With respect to the proper construction of 18 U.S.C. § 922(g), the Court explains in an opinion by Judge Chagares that "when Congress fails to set the unit of prosecution clearly and without ambiguity, doubt will be resolved against turning a single transaction into multiple offenses." Finding the statute ambiguous in its prohibition upon the possession of "any" firearm or ammunition, the Court holds that the defendant’s "possession of both a firearm and ammunition, seized at the same time in the same location, supports only one conviction and sentence under § 922(g)(1)."

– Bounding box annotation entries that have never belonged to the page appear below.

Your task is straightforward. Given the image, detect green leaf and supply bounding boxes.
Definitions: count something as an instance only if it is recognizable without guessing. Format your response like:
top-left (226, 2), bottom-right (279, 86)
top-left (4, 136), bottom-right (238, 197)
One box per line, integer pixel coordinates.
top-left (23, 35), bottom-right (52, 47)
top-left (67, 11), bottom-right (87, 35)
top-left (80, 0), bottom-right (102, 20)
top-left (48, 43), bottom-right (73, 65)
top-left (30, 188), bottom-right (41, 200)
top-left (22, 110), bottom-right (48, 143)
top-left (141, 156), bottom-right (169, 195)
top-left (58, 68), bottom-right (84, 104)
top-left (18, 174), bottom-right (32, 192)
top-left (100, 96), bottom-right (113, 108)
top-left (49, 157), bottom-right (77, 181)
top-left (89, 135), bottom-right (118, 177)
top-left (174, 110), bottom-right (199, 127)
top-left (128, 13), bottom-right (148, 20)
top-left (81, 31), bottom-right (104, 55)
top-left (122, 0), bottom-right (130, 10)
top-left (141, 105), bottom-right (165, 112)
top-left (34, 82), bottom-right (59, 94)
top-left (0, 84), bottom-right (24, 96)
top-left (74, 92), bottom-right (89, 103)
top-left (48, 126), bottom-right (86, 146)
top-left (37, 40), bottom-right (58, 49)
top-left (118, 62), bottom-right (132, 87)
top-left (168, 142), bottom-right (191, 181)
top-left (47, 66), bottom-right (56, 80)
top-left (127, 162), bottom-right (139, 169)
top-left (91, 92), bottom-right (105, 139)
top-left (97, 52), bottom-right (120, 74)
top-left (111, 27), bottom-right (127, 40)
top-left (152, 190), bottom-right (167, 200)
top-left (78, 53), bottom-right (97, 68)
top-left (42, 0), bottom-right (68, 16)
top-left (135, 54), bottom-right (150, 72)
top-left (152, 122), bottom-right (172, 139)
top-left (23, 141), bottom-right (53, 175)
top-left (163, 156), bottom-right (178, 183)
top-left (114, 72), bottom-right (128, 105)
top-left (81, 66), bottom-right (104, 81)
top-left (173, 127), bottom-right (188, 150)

The Court then confronts two previous decisions it acknowledges to be in "direct conflict" regarding whether dual punishments of the kind here affect a defendant’s "substantial rights," as required to support correction on plain error review. In 2008, the Court held in United States v. Miller (Blog post here) that the potential adverse collateral consequences resulting from each punishment, and the extra special assessment, make out the requisite effect. In its 2002 decision in United States v. Gricco, however, the Court had found no such effect when the district court erroneously failed to merge two convictions. Gricco’s rationale was that the "only immediate practical effects of the concurrent sentences" were "special assessments totaling $700 for each defendant."
Ordinarily, the Court’s Internal Operating Procedure 9.1 directs that the earlier Gricco decision be treated as controlling because it was decided first. But this week’s decision in Tann faults Gricco for not following, or even mentioning, two Supreme Court cases predating it. The Court therefore refuses to be bound by Gricco -- a decision authored by then Judge Alito -- and instead follows Miller, which it finds to have followed the high court’s precedents. Confronting IOP 9.1, the Court says that a "panel of our Court may decline to follow" a prior decision "without the necessity of an en banc decision whether the conflicting Supreme Court decision was rendered before or after our prior decision."
Concluding that the judgment imposing dual punishments on the same offense seriously affected the fairness and integrity of the proceedings, the court remands with instructions "to vacate the sentence on one of Tann’s convictions under 18 U.S.C. § 922(g) and to merge the two convictions under § 922(g) into one conviction."